In 2005-06 net cropped area in Jharagram CD block was 53,951 hectares and the area in which more than one crop was grown was 15,321 hectares.

The extension of irrigation has played a role in growth of the predominantly agricultural economy. In 2013-14, the total area irrigated in Jhargram CD block was 15,565 hectares, out of which 5,500 by canal water, 1,900 hectares by tank water, 200 hectares by deep tube wells, 4,450 by shallow tube wells, 160 hectares by river lift irrigation, 350 hectares by open dug wells and 3,005 hectares by other methods.

In 2013-14, Jhargram CD block produced 75,846 tonnes of Aman paddy, the main winter crop, from 35,328 hectares, 1,994 tonnes of Aus paddy (summer crop) from 942 hectares, 848 tonnes of wheat from 268 hectares and 37,648 tonnes of potatoes from 1,356 hectares.
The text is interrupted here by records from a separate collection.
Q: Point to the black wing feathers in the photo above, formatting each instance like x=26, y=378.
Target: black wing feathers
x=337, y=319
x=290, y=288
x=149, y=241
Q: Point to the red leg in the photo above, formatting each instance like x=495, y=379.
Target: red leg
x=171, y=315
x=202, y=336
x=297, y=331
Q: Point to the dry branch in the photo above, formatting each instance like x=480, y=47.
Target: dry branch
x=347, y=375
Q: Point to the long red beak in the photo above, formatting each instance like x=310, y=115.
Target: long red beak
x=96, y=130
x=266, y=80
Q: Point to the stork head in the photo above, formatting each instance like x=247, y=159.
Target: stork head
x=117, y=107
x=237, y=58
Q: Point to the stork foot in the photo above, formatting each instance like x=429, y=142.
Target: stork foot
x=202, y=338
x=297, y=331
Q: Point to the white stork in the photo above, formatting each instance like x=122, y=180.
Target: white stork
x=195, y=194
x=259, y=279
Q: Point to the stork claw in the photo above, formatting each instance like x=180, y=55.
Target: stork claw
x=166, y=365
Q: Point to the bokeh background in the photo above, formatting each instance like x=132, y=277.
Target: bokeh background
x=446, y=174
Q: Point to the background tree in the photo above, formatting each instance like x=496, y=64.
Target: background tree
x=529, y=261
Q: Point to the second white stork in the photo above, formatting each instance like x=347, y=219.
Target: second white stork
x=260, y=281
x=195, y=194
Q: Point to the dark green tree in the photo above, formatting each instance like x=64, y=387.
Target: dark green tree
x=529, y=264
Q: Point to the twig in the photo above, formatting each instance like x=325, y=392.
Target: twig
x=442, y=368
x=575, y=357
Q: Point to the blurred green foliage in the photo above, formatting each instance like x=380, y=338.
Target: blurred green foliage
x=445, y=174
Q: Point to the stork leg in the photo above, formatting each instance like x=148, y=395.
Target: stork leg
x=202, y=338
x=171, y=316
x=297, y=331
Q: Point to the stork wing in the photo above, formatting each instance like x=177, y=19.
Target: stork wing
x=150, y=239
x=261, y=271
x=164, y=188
It also produced mustard.

===Banking===
In 2013-14, Jhargram CD block had offices of 15 commercial banks and 2 gramin banks.

==Transport==
Jhargram CD block has 5 ferry services and 4 originating/ terminating bus routes.
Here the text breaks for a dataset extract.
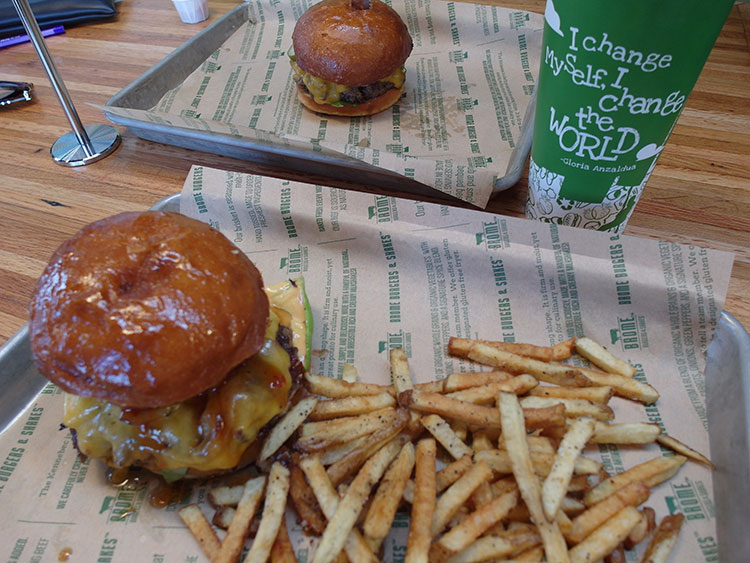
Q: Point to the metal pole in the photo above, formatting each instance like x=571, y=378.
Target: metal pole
x=84, y=150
The Kharagpur-Tatanagar line of South Eastern Railway passes through this CD block and there is a station at Jhargram.

==Education==
In 2013-14, Jhargram CD block had 200 primary schools with 10,801 students, 31 middle schools with 1,815 students, 4 high schools with 1,690 students and 17 higher secondary schools with 16,875 students. Jhargram CD block had 1 general college with 934 students, 3 professional/ technical institutions with 1,019 students and 440 institutions for special and non-formal education with 15,130 students. There was 1 general college in Jhargram municipal area (outside Jhargram CD block).

The United Nations Development Programme considers the combined primary and secondary enrolment ratio as the simple indicator of educational achievement of the children in the school going age. The infrastructure available is important. In Jhargram CD block out of the total 199 primary schools in 2008-2009, 149 had pucca buildings, 8 partially pucca, 5 kucha and 37 multiple type.
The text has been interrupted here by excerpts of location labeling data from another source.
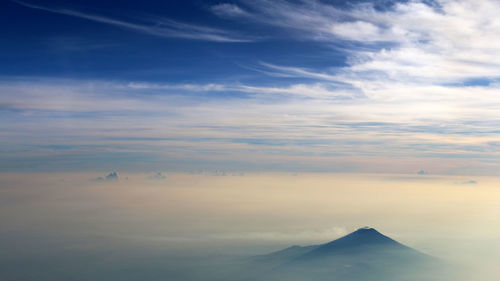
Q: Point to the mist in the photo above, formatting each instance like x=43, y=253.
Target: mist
x=198, y=226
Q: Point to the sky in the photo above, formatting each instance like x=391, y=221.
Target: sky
x=285, y=86
x=245, y=126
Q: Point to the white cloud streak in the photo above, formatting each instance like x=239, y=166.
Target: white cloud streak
x=161, y=27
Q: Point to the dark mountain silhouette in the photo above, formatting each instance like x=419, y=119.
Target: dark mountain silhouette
x=364, y=255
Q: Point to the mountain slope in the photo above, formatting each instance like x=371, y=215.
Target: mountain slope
x=364, y=255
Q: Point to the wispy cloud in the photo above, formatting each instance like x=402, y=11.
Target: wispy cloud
x=161, y=27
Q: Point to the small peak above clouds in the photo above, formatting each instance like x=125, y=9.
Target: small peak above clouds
x=112, y=176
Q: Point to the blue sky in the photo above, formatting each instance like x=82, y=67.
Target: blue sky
x=326, y=86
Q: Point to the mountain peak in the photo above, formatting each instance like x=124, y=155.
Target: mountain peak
x=363, y=240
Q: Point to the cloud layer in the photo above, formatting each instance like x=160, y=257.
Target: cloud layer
x=418, y=90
Vivekananda Satavarshiki Mahavidyalaya was established in 1964 at Manikpara. It is affiliated to Vidyasagar University. It offers courses in Bengali, Santali, English, Sanskrit, history, political science, philosophy, economics, commerce, physics, chemistry and mathematics.

==Healthcare==
In 2014, Jhargram CD block had 1 block primary health centre, 4 primary health centres and 1 private nursing home with total 52 beds and 9 doctors. It had 32 family welfare sub centres and 1 family welfare centre. 2,727 patients were treated indoor and 89,581 patients were treated outdoor in the hospitals, health centres and subcentres of the CD block.

Mohanpur Block Primary Health Centre, with 10 beds at Montipa-Mohanpur, is the major government medical facility in the Jhargram CD block. There are primary health centres at: Lauriadam (PO Rajabas) (with 10 beds), Manikpara (with 10 beds), Chubka (PO Khalseuli) (with 6 beds) and Chandri (with 6 beds).